The doctor got worried and ordered me to stay in the hospital for an observation period of at least 24 hours. I tried to make the case that I really was feeling better and that the elevated CPK count was probably due to the flu that I was coming out of and that there was really no need for me to stay in the hospital. I grabbed my little IV bag and walked out to the nurse’s station. The doctor – a little female fireball of about 40 years of age – also came out and started asking questions. She didn’t like the way I was thinking and explained carefully but clearly and forcefully that I wasn’t going anywhere. The Mission President came and did his best to also avoid the hospital trip but in the end that rolled me up to the 11th floor where they had a free room available, tossed me inside, and shut the door. At one point that night, I tried walking downstairs to the cafeteria, but the nurses gently reminded me that, “I wasn’t going anywhere.”
So Sunday passed by in the hospital. I slept in the hospital bed and my companion slept on the hospital couch by my side. Monday rolled around without event – and without any exams. I was pleased to get a nice hot breakfast, lunch, and dinner, all which I happily split with my companion. But…the President found out that I was dividing my meals and told my companion to go downstairs and grab a sandwich. Sad days. Monday night/Tuesday morning at around 2 a.m. they drew my blood to see if anything was wrong. Tuesday morning at 10:00 the doctor came in to inform me that…nothing was wrong. By Tuesday afternoon, after 48+ hours in the hospital bed, I started to lose my mind. I felt like Martha Stewart in prison. Inappropriate? Oh well. By the way, is she out yet? I digress. But Tuesday night we were released. A really nice hospital there, really, I recommend it to all who fall ill while serving a mission in Recife.

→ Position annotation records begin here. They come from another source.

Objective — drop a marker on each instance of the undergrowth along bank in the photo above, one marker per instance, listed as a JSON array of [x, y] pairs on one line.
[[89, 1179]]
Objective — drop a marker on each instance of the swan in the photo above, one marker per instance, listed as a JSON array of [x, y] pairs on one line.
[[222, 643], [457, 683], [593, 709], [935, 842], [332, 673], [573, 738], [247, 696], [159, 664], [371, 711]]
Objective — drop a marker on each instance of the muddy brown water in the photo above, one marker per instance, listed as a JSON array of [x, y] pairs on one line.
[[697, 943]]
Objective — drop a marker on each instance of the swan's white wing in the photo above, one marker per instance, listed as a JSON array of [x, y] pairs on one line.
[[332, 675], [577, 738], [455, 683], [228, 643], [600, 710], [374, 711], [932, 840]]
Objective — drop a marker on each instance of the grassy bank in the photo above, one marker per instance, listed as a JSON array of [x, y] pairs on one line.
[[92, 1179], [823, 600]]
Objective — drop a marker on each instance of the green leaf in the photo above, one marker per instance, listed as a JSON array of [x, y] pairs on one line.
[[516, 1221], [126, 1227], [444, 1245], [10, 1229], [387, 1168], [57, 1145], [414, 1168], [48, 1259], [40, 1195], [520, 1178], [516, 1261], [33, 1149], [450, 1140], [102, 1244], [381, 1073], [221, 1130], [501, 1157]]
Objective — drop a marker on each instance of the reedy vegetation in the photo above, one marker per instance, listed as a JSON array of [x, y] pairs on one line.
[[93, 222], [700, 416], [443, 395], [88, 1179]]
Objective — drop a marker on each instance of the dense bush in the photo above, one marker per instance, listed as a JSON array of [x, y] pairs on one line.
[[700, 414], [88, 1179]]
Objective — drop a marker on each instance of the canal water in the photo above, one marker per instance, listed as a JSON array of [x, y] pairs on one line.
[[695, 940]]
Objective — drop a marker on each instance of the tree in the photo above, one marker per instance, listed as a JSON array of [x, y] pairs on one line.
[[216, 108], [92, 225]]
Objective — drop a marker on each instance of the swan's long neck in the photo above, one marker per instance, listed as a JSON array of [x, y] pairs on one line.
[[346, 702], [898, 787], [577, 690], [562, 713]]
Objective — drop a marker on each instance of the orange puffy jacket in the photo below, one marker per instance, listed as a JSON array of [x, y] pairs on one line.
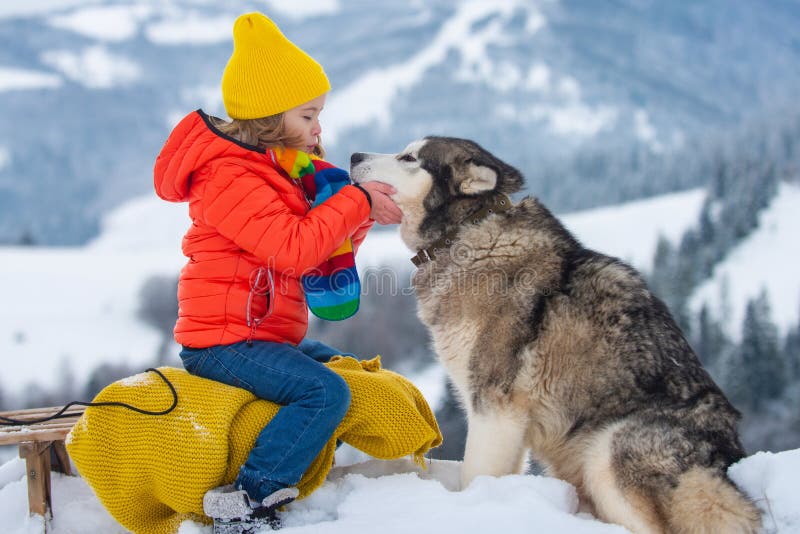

The week following the hospital visit my companion came down with a bad cold/cough, probably due to the hyper-active air conditioner and the fact that they refused to give him a blanket/extra sheets because he wasn’t registered into the hospital. I acted really cold, so they would give us a few extra. It sort of worked. But, regardless, he got sick at the hospital. Which is ironic.
This last weekend, however, (the one in May) my companion made a special invitation to the boy’s whose house had flooded and he accepted, so we had a baptism! It was the first investigator that he personally had baptized, so it was a special experience for all of us. The boy/man (20 years old?) came out of the waters feeling light and clean. Everybody’s happy. He will get confirmed this next week.
We had a general authority come to our mission this last Thursday/Friday. I was asked to play the piano at the last minute and did my best. I tried to accompany a musical number with the first practice being the performance. It was more or less a musical catastrophe. Or cacophony. Or whatever. I was comforted by Churchill’s words, “Sometimes doing your best is not good enough. Sometimes you must do what is required.” Luckily, people are sweet and generous and most everybody smiled.
The general authority, Elder Leal, had some interesting words to say about the use of the Book of Mormon and Preach My Gospel in the mission. We all walked away with a renewed vision of how to use the “Keystone of our Faith” more integratedly (is that a word?) in our work.
The President asked for some missionaries to be personally interviewed by the General Authority. I was asked to be interviewed. I’m not really sure why. But I hope that I won’t get transferred to the East Palo Alto mission. That would be…difficult… It all went well in the interview. He’s a very congenial guy, asked about my family, asked about my work as a District Leader. We hugged, we shook hands, we said good-bye, and we all went home happy.
In other news, all is well. I’m back to 100%, and my companion too. And, pretty soon (June 16th) there’s a transfer. I have a feeling that… Well I really have no idea what will happen. I’ll just keep working until then.
You are in my prayers and the prayers of all we meet.